E se alguém estava fazendo testes secretos, os Estados Unidos queriam saber. Tanto que meses depois enviou ao local o cientista Haraldur Sigurdsson, para investigar os estranhos acontecimentos do lago Monoun.

A guerra biológica foi descartada totalmente. As vítimas pareciam ter sido sufocadas. Mas com que? Sigurdsson decidiu falar com as testemunhas e descobriu que houve quem tivesse visto o assassino.

‘Vimos uma nuvem branca e espessa a poucos metros da gente. Mas desapareceu em um instante’, contou Motapon Oumarou.

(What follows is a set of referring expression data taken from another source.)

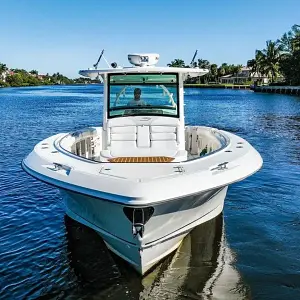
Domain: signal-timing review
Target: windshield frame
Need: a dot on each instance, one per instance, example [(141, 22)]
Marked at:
[(109, 84)]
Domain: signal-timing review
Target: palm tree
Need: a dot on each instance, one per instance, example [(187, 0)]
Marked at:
[(214, 71), (269, 59), (179, 63), (236, 70), (3, 68), (34, 72)]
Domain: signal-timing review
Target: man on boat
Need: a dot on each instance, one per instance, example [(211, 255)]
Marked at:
[(137, 98)]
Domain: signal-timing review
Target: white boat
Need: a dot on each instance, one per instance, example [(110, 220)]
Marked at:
[(144, 180)]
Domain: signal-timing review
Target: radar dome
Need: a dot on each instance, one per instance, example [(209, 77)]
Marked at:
[(143, 60)]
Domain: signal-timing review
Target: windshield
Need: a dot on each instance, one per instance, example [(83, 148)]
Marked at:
[(143, 94)]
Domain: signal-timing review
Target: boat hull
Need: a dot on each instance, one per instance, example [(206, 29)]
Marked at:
[(163, 232)]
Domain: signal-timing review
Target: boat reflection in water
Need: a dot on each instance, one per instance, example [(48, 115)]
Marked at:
[(201, 268)]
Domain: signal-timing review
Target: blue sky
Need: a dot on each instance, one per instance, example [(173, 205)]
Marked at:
[(65, 36)]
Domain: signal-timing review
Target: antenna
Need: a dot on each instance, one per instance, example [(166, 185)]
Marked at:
[(191, 64), (96, 64)]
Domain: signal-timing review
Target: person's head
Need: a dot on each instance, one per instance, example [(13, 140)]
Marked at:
[(137, 94)]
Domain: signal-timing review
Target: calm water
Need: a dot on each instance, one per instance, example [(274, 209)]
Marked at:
[(252, 251)]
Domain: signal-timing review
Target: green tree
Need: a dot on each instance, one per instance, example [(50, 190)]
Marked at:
[(34, 72)]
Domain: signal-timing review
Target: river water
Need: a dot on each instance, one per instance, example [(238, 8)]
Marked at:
[(251, 251)]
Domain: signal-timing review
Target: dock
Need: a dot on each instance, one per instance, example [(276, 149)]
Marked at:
[(217, 86), (288, 90)]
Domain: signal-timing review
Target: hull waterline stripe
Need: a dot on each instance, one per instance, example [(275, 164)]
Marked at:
[(104, 196), (101, 229)]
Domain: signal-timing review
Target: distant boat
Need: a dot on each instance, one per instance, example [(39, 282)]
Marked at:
[(144, 180)]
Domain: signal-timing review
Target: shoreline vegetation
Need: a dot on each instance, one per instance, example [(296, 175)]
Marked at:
[(279, 60)]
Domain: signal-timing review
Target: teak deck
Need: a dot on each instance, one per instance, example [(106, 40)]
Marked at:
[(142, 159)]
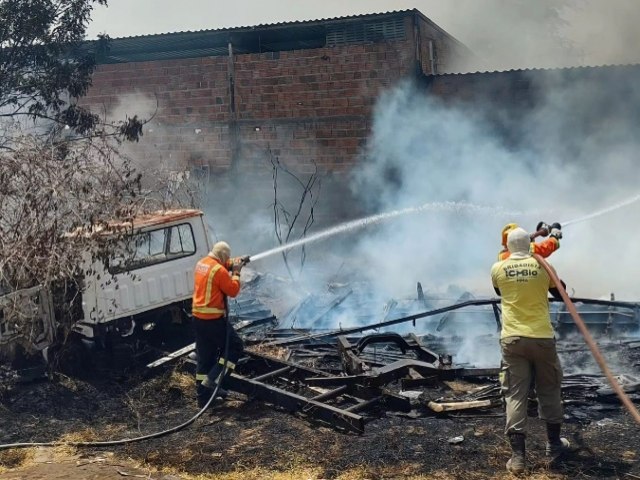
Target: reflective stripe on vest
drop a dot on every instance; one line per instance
(207, 296)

Esta foi a primeira pista, mas havia outra: todos os 37 mortos do lago Monoun pereceram em uma entrada próxima da água.

Sigurdsson coletou, então, amostras da água. ‘A água estava cheia de gás. Bolhas enormes se formavam. Imediatamente me dei conta de que as águas profundas estavam saturadas de gás’, conta.

Era um gás que não se via, nem se sentia o cheiro. Mas um gás que, em alta concentração, sufoca.

‘Entendi que o dióxido de carbono, o CO2, havia sido o agente asfixiante’, conta.

Ovos podres
Nos dois casos, as vítimas moravam perto de lagos, o Nyos e o Monoum.

Em ambos os locais, os sobreviventes relataram terem sentido um odor de pólvora e ovos podres. No caso do lago Nyos, também houve relatos de explosão.

A suspeita voltou a recair sobre o CO2, como explicou à BBC George Kling, da Universidade de Michigan, membro da equipe de investigação.

‘Era algo difícil de entender, até que topamos com documentos de pilotos de guerra narrando que o uso de altas concentrações de CO2 funciona como um alucinógeno sensorial’, diz.

‘Uma das alucinações mais citadas foi o odor de ovos podres e pólvora’, diz.

Em seu estudo, o cientista Sigurdsson havia concluído que o dióxido de carbono vinha das profundezas da terra.

‘O gás chega ao lago mas não forma bolhas, pois o peso da água é tamanho que o dissolve, por isso não o vemos. Mas se a pressão é liberada de repente, o gás brota de maneira explosiva’, diz.

Algo parecido a agitar uma garrafa de champanha e logo estourar a rolha.

Bomba-relógio
Os cientistas comprovaram que a teoria de Sigurdsson – conhecida como fenômeno do lago explosivo – é correta e se questionaram como o lago concentra níveis tão altos de CO2.

Os cientistas descobriram que os lagos acumulavam CO2 sob os seus leitos e que, à media que a concentração crescia, eles se transformavam em uma enorme bomba-relógio química. Mas o que detonava essa ‘explosão’?

Há várias teorias sobre o que agiu como detonador no caso do lago Nyos. Uma delas é a de que a tragédia foi desencadeada por uma queda da parede da cratera que abriga o lago.

Nyos continua sendo uma ameaça em potencial para quem vive na área. No entanto, agora ele tem um sistema de tubos que ajuda a aliviar a pressão, fazendo com que o gás se disperse.

O desastre de Nyos fez com que todos os lagos profundos da África e da Indonésia fossem examinados. A conclusão a que se chegou foi a de que todos eram seguros, exceto um: o lago Kivu, em Ruanda.

O logo, na fronteira com a República Democrática do Congo, é um dos maiores e mais profundos do continente – e milhares de pessoas vivem no seu entorno.

No entanto, a única coisa que poderia detonar uma liberação mortífera de gás seria um incidente geológico em grandes proporções.

O problema é que o lago Kivu está localizado justamente em uma zona de terremotos e rodeado de vulcões, incluindo o monte Nyiragongo.